Rzecznik KRS podkreślił, że przy wyrażaniu sprzeciwu Rada nie brała pod uwagę kwestii, czy zdąży wydać decyzję przed upływem ustawowego terminu. Wyjaśnił, że Rada ma miesiąc na ewentualne wyrażenie sprzeciwu; według KRS termin ten zaczął biec 13 października. Dodał, że jeśli do 13 listopada KRS nie podjęłaby decyzji, to "nie ma skutecznego sprzeciwu i puszczamy wszystkie te braki".

Żurek ocenił zarazem, że ten termin jest za krótki, bo w skład Rady wchodzą sędziowie orzekający w swych sądach, którzy zbierają się raz w miesiącu. Myśmy siedzieli od rana do wieczora, ale braki były nieuzupełnialne - dodał.
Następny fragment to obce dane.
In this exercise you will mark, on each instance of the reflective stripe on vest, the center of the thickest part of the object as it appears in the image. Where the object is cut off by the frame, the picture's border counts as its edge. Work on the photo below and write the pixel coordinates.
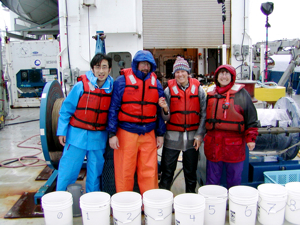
(92, 108)
(140, 98)
(184, 106)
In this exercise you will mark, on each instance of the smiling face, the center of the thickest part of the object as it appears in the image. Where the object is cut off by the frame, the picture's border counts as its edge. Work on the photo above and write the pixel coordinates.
(144, 66)
(101, 71)
(181, 77)
(224, 77)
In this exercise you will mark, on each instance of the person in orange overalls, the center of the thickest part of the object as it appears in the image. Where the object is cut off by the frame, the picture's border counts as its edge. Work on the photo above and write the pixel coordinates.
(135, 125)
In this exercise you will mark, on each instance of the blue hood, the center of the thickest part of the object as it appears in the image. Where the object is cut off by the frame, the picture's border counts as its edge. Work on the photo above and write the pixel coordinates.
(108, 84)
(141, 56)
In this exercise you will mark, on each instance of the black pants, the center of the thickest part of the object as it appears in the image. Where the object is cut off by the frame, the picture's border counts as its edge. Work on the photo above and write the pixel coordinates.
(168, 167)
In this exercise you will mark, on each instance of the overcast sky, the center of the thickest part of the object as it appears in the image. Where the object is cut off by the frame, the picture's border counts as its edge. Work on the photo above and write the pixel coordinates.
(284, 20)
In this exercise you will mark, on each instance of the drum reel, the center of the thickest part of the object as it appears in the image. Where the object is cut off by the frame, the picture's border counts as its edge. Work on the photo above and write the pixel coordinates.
(51, 101)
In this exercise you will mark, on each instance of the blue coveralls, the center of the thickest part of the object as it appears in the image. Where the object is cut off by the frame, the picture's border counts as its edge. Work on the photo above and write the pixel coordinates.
(80, 142)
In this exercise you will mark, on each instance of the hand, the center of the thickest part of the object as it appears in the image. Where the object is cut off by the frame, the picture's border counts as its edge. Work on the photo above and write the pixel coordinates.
(251, 145)
(159, 141)
(197, 144)
(114, 142)
(163, 104)
(62, 140)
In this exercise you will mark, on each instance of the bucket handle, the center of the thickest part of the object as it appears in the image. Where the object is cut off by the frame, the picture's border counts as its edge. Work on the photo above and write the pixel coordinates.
(158, 219)
(292, 206)
(271, 209)
(128, 221)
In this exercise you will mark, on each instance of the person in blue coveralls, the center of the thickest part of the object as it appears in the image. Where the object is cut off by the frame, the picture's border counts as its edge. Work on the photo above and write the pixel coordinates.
(82, 125)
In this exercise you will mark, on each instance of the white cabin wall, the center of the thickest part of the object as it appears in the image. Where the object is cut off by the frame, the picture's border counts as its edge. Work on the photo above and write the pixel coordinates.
(120, 20)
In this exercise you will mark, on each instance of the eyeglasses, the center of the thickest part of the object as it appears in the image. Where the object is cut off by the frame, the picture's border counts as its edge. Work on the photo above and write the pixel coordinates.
(144, 64)
(99, 67)
(224, 73)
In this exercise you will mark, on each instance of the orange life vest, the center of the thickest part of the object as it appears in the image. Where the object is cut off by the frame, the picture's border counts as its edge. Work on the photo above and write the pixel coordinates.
(140, 98)
(92, 108)
(184, 106)
(215, 108)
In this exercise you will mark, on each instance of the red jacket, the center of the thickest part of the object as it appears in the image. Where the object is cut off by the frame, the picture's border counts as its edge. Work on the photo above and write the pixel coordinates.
(92, 108)
(223, 119)
(140, 98)
(225, 141)
(184, 106)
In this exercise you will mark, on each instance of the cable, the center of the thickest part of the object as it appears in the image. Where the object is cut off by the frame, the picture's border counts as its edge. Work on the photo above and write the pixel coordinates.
(31, 157)
(21, 122)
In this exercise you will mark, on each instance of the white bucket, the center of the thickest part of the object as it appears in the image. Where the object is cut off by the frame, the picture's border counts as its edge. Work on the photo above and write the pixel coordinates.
(95, 207)
(271, 203)
(126, 207)
(189, 209)
(158, 207)
(57, 208)
(292, 209)
(242, 205)
(215, 201)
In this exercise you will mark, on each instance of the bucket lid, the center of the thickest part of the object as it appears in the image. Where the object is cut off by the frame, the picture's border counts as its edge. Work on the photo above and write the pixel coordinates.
(189, 200)
(126, 198)
(74, 186)
(95, 198)
(243, 191)
(293, 188)
(57, 197)
(158, 196)
(215, 191)
(270, 189)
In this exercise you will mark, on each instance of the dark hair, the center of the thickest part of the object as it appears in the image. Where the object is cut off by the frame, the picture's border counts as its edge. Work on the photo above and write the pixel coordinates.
(216, 76)
(97, 59)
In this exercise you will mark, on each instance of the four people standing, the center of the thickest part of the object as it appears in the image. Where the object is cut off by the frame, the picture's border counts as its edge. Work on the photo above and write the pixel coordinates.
(133, 114)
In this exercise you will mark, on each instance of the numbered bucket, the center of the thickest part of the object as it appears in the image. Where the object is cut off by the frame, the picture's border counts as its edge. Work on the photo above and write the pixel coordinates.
(215, 201)
(126, 207)
(76, 191)
(271, 203)
(95, 207)
(57, 208)
(242, 205)
(189, 209)
(292, 209)
(158, 206)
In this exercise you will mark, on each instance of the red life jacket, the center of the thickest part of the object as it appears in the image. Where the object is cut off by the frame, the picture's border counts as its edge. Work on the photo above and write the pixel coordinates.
(140, 98)
(184, 106)
(234, 121)
(92, 108)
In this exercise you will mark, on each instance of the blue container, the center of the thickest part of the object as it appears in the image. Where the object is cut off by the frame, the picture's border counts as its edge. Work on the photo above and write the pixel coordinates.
(282, 177)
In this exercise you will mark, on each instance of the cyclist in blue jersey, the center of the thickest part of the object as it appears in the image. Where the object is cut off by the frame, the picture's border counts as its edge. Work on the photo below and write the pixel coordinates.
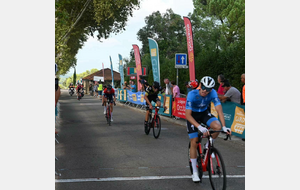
(197, 112)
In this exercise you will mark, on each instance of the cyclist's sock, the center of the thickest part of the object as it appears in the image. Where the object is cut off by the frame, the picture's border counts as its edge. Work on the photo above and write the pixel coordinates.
(194, 165)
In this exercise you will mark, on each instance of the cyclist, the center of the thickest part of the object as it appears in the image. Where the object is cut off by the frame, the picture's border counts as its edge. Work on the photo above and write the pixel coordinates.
(108, 93)
(151, 95)
(197, 112)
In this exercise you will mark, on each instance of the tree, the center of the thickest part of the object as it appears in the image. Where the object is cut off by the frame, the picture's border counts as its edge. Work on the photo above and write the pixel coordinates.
(77, 19)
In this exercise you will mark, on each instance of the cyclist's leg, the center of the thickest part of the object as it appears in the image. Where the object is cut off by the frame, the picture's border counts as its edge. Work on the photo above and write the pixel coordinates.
(193, 135)
(158, 102)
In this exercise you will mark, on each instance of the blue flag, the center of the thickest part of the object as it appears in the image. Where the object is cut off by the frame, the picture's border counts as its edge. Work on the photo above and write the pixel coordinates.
(154, 59)
(112, 73)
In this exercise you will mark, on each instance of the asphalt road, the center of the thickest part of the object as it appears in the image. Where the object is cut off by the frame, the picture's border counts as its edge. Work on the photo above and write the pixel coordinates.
(93, 155)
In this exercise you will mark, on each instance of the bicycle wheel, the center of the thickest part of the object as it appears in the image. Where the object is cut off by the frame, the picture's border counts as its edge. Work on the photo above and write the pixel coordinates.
(156, 127)
(216, 170)
(148, 127)
(199, 161)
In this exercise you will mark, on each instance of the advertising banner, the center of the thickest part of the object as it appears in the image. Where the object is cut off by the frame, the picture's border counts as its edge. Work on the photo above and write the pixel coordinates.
(112, 73)
(234, 115)
(162, 111)
(153, 47)
(190, 47)
(138, 64)
(122, 95)
(103, 71)
(178, 107)
(136, 97)
(121, 70)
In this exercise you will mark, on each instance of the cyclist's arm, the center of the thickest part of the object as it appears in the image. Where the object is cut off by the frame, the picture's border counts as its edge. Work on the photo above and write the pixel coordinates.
(219, 110)
(189, 117)
(147, 100)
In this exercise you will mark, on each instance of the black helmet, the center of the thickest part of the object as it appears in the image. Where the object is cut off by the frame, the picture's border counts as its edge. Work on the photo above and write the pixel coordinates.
(155, 84)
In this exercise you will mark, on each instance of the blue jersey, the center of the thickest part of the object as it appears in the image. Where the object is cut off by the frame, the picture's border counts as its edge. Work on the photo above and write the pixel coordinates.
(197, 103)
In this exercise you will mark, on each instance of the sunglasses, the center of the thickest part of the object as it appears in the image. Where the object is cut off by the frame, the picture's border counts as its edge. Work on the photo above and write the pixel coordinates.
(204, 88)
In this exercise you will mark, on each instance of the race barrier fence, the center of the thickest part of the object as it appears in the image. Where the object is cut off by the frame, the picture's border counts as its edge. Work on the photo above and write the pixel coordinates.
(234, 114)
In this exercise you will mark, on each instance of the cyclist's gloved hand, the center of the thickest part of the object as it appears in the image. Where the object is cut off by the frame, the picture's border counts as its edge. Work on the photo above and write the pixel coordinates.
(202, 129)
(226, 130)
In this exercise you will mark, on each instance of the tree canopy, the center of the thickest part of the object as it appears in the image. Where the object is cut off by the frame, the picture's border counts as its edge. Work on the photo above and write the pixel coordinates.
(75, 20)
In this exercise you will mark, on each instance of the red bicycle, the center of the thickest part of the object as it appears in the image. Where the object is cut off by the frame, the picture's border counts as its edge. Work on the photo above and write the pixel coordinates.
(210, 160)
(108, 112)
(153, 122)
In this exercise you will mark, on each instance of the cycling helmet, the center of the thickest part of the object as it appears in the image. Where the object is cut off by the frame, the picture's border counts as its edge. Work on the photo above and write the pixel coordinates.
(208, 82)
(194, 83)
(155, 84)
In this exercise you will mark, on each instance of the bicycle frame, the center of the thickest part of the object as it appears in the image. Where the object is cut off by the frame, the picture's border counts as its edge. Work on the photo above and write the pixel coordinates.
(204, 158)
(155, 115)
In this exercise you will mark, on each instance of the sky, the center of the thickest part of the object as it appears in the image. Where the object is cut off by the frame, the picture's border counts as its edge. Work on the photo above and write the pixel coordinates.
(94, 53)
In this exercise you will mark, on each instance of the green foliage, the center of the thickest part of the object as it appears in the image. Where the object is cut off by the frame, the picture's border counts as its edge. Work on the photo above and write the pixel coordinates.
(77, 19)
(65, 83)
(219, 41)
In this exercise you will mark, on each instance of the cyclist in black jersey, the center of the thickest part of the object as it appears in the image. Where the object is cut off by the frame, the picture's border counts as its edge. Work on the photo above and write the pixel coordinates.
(151, 95)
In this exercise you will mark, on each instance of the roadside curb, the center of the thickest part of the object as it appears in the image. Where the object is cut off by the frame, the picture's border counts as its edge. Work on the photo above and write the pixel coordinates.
(180, 121)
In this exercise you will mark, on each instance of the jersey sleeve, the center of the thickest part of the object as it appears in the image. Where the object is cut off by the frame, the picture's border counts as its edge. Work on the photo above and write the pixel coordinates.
(147, 90)
(215, 98)
(189, 101)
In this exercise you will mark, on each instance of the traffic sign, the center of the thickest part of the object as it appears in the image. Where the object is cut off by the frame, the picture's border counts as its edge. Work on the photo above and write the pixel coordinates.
(181, 60)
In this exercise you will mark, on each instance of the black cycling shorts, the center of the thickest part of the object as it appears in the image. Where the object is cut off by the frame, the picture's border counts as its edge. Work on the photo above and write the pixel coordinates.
(109, 97)
(152, 97)
(201, 117)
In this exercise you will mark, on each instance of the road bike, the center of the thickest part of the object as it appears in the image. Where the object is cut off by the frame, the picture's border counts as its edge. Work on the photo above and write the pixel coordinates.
(210, 160)
(153, 122)
(108, 113)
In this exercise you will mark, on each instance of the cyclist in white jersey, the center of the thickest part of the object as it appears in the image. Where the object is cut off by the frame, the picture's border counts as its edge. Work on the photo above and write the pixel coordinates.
(197, 112)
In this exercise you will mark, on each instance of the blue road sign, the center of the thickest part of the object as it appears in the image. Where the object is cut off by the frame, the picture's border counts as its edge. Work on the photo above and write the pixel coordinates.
(180, 60)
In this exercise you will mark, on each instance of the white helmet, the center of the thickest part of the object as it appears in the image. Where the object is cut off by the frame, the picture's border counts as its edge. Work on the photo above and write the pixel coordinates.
(208, 82)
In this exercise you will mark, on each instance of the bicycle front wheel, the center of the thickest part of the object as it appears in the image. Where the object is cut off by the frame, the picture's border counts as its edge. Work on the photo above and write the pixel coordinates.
(148, 126)
(216, 170)
(199, 162)
(156, 127)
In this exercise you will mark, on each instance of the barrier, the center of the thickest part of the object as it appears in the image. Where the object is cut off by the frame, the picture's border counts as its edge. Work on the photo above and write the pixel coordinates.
(234, 115)
(122, 95)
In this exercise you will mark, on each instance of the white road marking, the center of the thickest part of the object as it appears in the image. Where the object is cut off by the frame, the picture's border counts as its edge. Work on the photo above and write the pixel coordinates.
(134, 178)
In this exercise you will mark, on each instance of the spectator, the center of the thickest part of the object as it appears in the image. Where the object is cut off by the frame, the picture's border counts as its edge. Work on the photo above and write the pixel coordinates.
(144, 84)
(176, 90)
(91, 89)
(169, 87)
(243, 90)
(221, 90)
(188, 87)
(232, 94)
(176, 93)
(169, 90)
(126, 85)
(100, 89)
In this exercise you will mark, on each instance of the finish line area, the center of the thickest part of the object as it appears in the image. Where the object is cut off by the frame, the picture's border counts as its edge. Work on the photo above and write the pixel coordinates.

Zdaniem Żurka, rozpatrując odwołania kandydatów na asesorów, Sąd Najwyższy może badać także kwestie konstytucyjności ustawy co do asesorów jako takich - czego KRS nie badała.

Rzecznik KRS mówił w tym kontekście o ryzyku zakwestionowania ustawy przez Europejski Trybunał Praw Człowieka. Wcześniej uznawał on, że asesor musi mieć takie same atrybuty niezawisłości, jak sędzia i ma być jedynie "czasowym sędzią". A tu asesor składa przysięgę przed ministrem, zanim się skończy procedura - podkreślił Żurek.

Minister Ziobro uznał, "że KRS pokazała, że jest ciałem niereformowalnym". W jego ocenie, KRS pokazała też, że "cynicznie rozumiane interesy korporacyjne są ważniejsze niż interesy wymiaru sprawiedliwości". Zarzuty KRS są kuriozalne, bezpodstawne i niesprawiedliwe - oceniła dyrektor KSSiP Małgorzata Manowska. Decyzja KRS jest najbardziej krzywdząca dla kandydatów na asesorów - powiedział w czwartek rzecznik prezydenta Krzysztof Łapiński. Ocenił, że była to decyzja polityczna.

Gdy we wrześniu asesorzy odbierali akty mianowania, Ziobro życzył im, aby zawsze zachowali niezawisłość od władzy politycznej - ktokolwiek będzie ją sprawował, ale też od własnych poglądów, co - jego zdaniem - może być najtrudniejsze.

Asesorów nie było w polskich sądach od wiosny 2009 r. Było to efektem wyroku Trybunału Konstytucyjnego z 2007 r., gdy uchylono ówczesne przepisy o asesorach, stwierdzając ich niezgodność z konstytucją. Jednak - jak później zaczęto wskazywać, opierając się na kilkuletnich doświadczeniach - okazało się, że asesura jest najlepszym sposobem weryfikacji, czy kandydat na sędziego sprawdza się w tej roli. W związku z tym w 2016 r. przywrócono instytucję asesora sądowego, zaś po nowelizacjach rozstrzygnięto, iż powrót asesorów do sądów nastąpi jesienią tego roku.